Which means, now that we have established a set of incredibly powerful guiding beliefs that drive us, and we are beginning to act accordingly with our actions, we need to tap into the power of our habits to stay on track, foster continual results and ensure we are becoming that which we seek.
We are our habits.
We are what we repeatedly do. Excellence, then, is not an act then, but a habit.
-Aristotle, ~2300 years ago
The word ‘habit’ itself has developed a negative connotation for many of us simply because we associate negative behaviors with habits that are not beneficial to our well-being. We often hear people speak of someone ‘falling back into their old habits’; however, regardless of our previous connotations we must accept that our habits can either help us or harm us.
Repetition is the Key to Mastering Our Habits
There is no side-stepping the fact that repetitio est mater studiorum; repetition is the mother of learning. Our learned behaviors become imprinted in us via repeated action, until it becomes a learned behavior.
This is the way to change: We must adapt our behaviors and take advantage of the fact that we are creatures of habit.
Habits are hard to break and equally difficult to make. However, there exixts a key pillar that remains the foundation for all of our habits that we must enlist in order to master them: Repetition. It’s that simple.
Being Mindful of Our Second Nature
It’s important to remain conscious of patterns within our behavior because they have extremely powerful outcomes. Think of habits not as habitual behavior, but as the sum of behaviors which we repeat . Whether by choice or not, consciously or unconsciously, we are constantly defining who we are through that which we repeatedly do.
Remaining conscious of our habits can be difficult because habits become effortless. We’ve all seen someone ‘make something look easy’ but we know it is in fact, not easy but rather something they have done in sufficient volume to an extent where it has become second nature.<-(This is when we know we have really developed a habit)
Because of this, we are almost unaware of our habits – which can be dangerous. By using mindfulness, we can activate our conscious thought process and begin to take notice of habits we were previously unaware of.
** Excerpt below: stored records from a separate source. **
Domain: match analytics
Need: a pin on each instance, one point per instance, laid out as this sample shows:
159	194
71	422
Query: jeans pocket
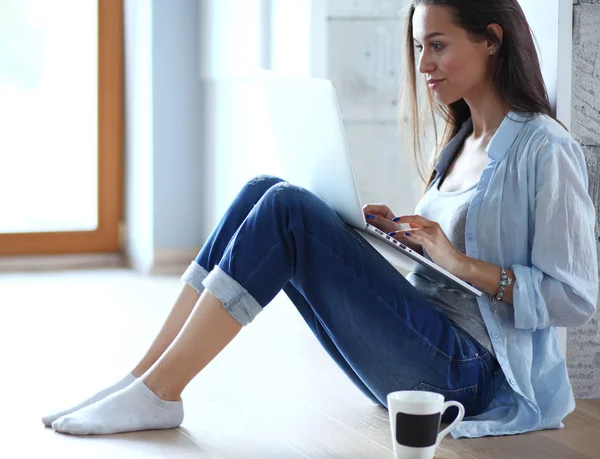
467	396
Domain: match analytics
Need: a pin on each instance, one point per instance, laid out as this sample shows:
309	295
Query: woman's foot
126	381
131	409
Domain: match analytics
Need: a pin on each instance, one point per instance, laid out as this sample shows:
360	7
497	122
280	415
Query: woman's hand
430	236
382	217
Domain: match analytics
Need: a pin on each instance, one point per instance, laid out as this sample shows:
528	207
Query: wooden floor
273	393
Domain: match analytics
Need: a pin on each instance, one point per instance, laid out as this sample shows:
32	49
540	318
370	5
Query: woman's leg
210	255
390	336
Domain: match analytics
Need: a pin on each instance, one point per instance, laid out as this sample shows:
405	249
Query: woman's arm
485	276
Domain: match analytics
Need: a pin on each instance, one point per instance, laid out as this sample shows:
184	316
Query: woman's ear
494	45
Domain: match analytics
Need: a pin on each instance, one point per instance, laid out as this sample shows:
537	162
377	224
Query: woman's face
454	66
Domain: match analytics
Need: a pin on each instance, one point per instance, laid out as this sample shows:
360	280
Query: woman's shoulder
542	127
544	140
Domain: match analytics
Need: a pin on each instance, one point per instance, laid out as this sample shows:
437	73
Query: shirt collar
498	146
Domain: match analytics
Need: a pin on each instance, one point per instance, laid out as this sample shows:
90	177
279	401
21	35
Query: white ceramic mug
415	418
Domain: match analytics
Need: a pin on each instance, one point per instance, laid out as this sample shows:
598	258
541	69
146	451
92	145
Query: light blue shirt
531	213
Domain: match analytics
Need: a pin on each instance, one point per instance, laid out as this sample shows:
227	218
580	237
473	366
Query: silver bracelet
505	281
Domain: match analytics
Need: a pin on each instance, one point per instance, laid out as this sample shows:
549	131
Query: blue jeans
374	324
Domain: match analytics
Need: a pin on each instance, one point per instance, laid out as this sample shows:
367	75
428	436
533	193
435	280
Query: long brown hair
516	71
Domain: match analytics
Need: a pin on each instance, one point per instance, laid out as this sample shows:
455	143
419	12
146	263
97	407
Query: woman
506	209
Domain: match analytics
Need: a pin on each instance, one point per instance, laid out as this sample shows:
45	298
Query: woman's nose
426	64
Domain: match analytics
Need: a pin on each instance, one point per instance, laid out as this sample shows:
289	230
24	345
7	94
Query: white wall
139	215
177	134
287	36
164	129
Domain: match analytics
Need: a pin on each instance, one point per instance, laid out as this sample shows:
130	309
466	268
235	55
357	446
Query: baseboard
32	263
172	261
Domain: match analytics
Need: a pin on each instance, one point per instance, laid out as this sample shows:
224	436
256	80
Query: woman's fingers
382	223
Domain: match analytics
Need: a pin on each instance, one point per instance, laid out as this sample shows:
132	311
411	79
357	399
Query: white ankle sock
131	409
128	379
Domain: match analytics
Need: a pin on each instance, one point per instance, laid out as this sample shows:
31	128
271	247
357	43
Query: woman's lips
433	84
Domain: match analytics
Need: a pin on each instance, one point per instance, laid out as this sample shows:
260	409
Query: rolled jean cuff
235	298
194	275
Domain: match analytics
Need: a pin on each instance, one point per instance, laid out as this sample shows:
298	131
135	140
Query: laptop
311	146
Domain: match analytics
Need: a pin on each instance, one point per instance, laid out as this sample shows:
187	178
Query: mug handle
461	415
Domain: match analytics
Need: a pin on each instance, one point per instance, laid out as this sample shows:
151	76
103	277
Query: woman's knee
264	181
285	197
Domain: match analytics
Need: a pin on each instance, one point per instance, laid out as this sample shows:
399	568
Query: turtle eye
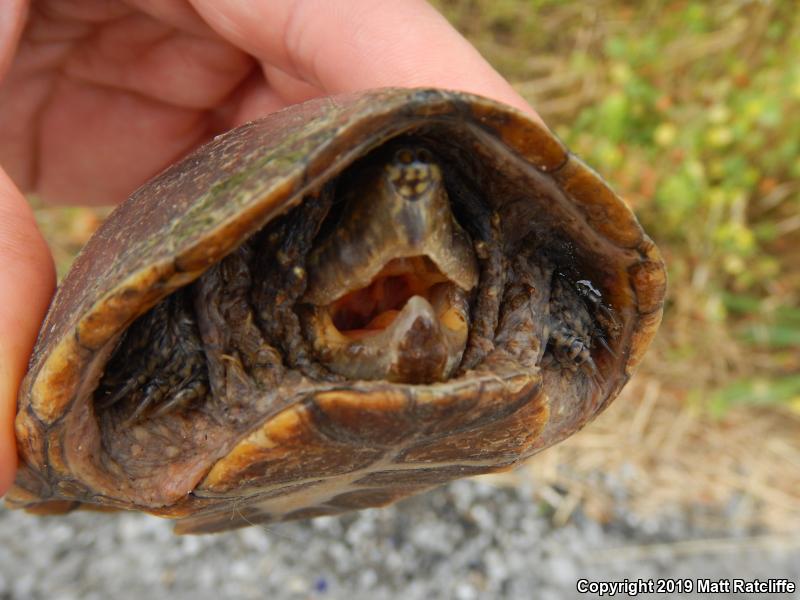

We tend to become aware of our habits through their outcomes. Unfortunately, this is often when it is too late to direct the course of our actions and avert their result. We are already reaping what we have sown. By being mindful of the patterns in our behavior, we can identify and manipulate them to our benefit.
Mapping Our Habits to Serve A Desired Outcome
So, in order to develop the habits that are going to take us to the next level, we have to examine what we want and map our habits according to the behaviors that will lead us there. We have to be conscious of where our habits are leading us and take control of our destiny by developing learned behaviors through repetition.
Easy enough right. You’re thinking this all makes sense, I know what to do, it would be great to wake up tomorrow and be perfect; doing everything according to ‘plan’ but life doesn’t work like that. It’s hard.
Yes, grasshopper – you are right. Life is hard. And that’s why we need to develop habits – to make it look easy. It will not be easy at first, or even the fifth time, but through discipline, mindfulness, action, repetition and a crystal-clear focus on our beleifs/path and goals, we will arrive.
Discipline is developed through habits and habits are developed through discipline. Master your habits or they will master you.
How bad do you want it? Show the universe with your habits and the all of Rome will be yours.
Part Four: Our Surroundings, published.
In preparing for Part 4 and revisiting this edition of Real Life Limitless, I was left feeling a bit disconnected from the message I wanted to communicate here. I think I conveyed the essence of how our habits shape our lives and a basic nature of how habits are formed, but I didn’t communicate it in a way that I felt was compelling.
I recently added an answer to a question on Quora: Lawrence Black’s answer to What are the three most important tools for radically reinventing your life when you feel stuck?
My answer wasn’t particularly brilliant, but it did contain an invaluable paradigm for framing habits that support our beliefs and goals.
Goals - if you can map your goals backwards to determine the habits required to accomplish them, you will arrive.
So, I think if we can develop habits from this standpoint of mapping our goals in reverse and having the foresight to develop goals that will enable us to arrive where we want to, then we will effectively harness the power of habits that enable us to succeed in a way that manifests our objectives from an ‘on purpose’ standpoint.